Richard Boudreaux, Ashraf Khalil
The Los Angeles Times
January 3, 2009 - 1:00am,0,233074...

Reporting from Ramallah, West Bank, and Jerusalem — Israel's week-old assault on the Gaza Strip has widened the rift between Palestinians who back the search by moderate leaders for a peace accord with the Jewish state and those drawn to Hamas' call for armed struggle.

The breach was on display Friday in the West Bank as the territory's U.S.-backed Palestinian Authority leadership, striving to contain rising anger over the death toll in Hamas-ruled Gaza, sent police to put down pro-Hamas demonstrations.

Thousands enraged by the bloodshed have joined protests in West Bank cities. One in Ramallah after Friday prayers turned into a shouting match between about 2,000 marchers with green Hamas flags and 500 others with the yellow banners of Palestinian Authority President Mahmoud Abbas' Fatah movement.

Though condemning the assault as "criminal," Abbas has insisted that Hamas is responsible because it ended a truce with Israel two weeks ago. Hamas, in turn, has branded him an Israeli collaborator.

The two factions shared power, uneasily, in an elected government until the militant Islamic group ousted Fatah's secular forces from Gaza in June 2007. Their violent split left the Palestinian Authority in charge of only the West Bank, and the divide has deepened since.

Investment spurred by hopes for peace with Israel has trickled into the West Bank, lifting its economy. Gaza has slid deeper into poverty, punished for Hamas' belligerence by an Israeli blockade that severely restricts supplies of food, fuel and other essentials to the enclave's 1.5 million people.
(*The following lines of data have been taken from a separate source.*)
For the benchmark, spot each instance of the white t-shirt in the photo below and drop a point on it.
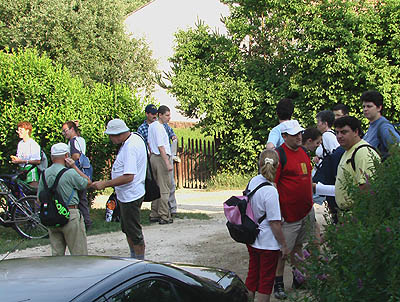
(131, 159)
(158, 137)
(29, 150)
(330, 143)
(265, 201)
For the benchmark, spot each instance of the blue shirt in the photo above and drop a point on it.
(381, 134)
(143, 130)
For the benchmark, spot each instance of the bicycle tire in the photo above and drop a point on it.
(25, 216)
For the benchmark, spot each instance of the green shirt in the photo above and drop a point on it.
(364, 163)
(69, 182)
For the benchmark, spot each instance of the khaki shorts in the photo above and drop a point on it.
(130, 220)
(299, 232)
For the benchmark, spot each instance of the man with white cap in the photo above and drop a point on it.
(127, 177)
(73, 234)
(293, 180)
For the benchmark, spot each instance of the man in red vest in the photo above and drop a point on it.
(293, 181)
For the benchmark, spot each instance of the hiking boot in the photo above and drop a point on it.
(279, 291)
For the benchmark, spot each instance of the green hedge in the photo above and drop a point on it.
(32, 88)
(359, 258)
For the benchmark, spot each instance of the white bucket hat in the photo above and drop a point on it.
(59, 149)
(115, 127)
(291, 127)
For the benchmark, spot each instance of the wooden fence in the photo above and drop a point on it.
(197, 163)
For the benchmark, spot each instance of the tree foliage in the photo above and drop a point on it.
(317, 52)
(358, 260)
(33, 89)
(87, 36)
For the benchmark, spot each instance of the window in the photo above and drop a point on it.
(152, 290)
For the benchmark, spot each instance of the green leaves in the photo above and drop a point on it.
(88, 37)
(32, 88)
(318, 53)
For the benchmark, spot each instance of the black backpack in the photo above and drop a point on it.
(53, 210)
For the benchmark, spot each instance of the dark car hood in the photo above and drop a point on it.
(206, 273)
(76, 273)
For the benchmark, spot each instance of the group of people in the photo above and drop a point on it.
(286, 162)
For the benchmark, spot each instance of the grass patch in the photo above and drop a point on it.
(228, 181)
(10, 240)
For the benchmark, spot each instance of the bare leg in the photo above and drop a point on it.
(263, 298)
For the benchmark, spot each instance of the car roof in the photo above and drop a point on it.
(67, 277)
(34, 279)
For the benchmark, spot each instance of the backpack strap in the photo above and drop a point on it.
(324, 151)
(246, 193)
(353, 156)
(282, 156)
(147, 152)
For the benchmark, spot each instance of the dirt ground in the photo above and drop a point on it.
(201, 242)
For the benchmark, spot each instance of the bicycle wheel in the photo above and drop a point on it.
(25, 216)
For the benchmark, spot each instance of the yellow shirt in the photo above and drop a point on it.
(364, 164)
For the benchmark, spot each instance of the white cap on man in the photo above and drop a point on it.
(59, 149)
(115, 127)
(291, 127)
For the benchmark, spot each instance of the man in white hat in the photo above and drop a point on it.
(73, 234)
(128, 177)
(293, 180)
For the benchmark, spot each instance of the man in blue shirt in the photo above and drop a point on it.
(381, 133)
(143, 130)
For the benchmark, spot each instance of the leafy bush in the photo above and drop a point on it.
(360, 256)
(47, 95)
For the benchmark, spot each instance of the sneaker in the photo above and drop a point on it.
(162, 221)
(176, 159)
(154, 219)
(279, 291)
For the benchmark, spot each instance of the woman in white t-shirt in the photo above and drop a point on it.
(265, 251)
(28, 153)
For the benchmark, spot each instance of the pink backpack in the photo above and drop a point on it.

As Hamas stepped up rocket attacks against Israel from Gaza in the last year, Abbas has pursued talks with Israeli leaders, brokered by the Bush administration, with the aim of establishing an independent Palestinian state. U.S. officials hoped the process would boost Abbas' stature and weaken Hamas' message of armed resistance.

But after 14 months, Israeli leaders and Abbas are no closer to an accord and Hamas remains entrenched in Gaza.

Each faction now views the Israeli offensive as an opportunity to gain at the other's expense. Fatah officials have sent messages of hope to their supporters in Gaza that Hamas will be driven from power.

Hamas' top political leader, Khaled Meshaal, has called for an uprising in the West Bank, "a peaceful one against the Palestinian Authority and a military one against Israel."

The potential for rebellion in the West Bank, however, is limited. The Israeli army patrols the territory heavily, and Abbas' security forces, built up with Israel's blessing, have arrested dozens of Hamas activists in recent months.

In addition, Palestinians say they are reluctant to rally behind any national cause not backed by all political factions.

"People are frustrated by this internal division," said Hani Masri, a political analyst in Ramallah. "They see each faction working alone, for itself, unable to bring about any improvement for the Palestinians as a whole."

That disillusionment, he said, helps explain why unrest over the violence in Gaza has been less intense in the West Bank than in some Arab capitals.

The bloodshed has nonetheless threatened to undermine Abbas' authority. As the elected president of all Palestinians, the 73-year-old Abbas has demanded a halt to the airstrikes, which have claimed more than 400 lives in Gaza since they began last Saturday.

He sees peace talks with Israel as the central mission of his presidency. Yet after hours of face-to-face negotiations with Israeli leaders, he has achieved no apparent influence over what they do in Gaza and delivered little in the way of concessions to help persuade Gazans to turn against Hamas.

"The Israelis claim they are attacking Gaza to weaken Hamas, but in fact they are strengthening Hamas," said Mustafa Barghouti, an independent member of the Palestinian parliament who led Friday's march in Ramallah. "Mr. Abbas is perceived now as incapable of protecting all the Palestinian people."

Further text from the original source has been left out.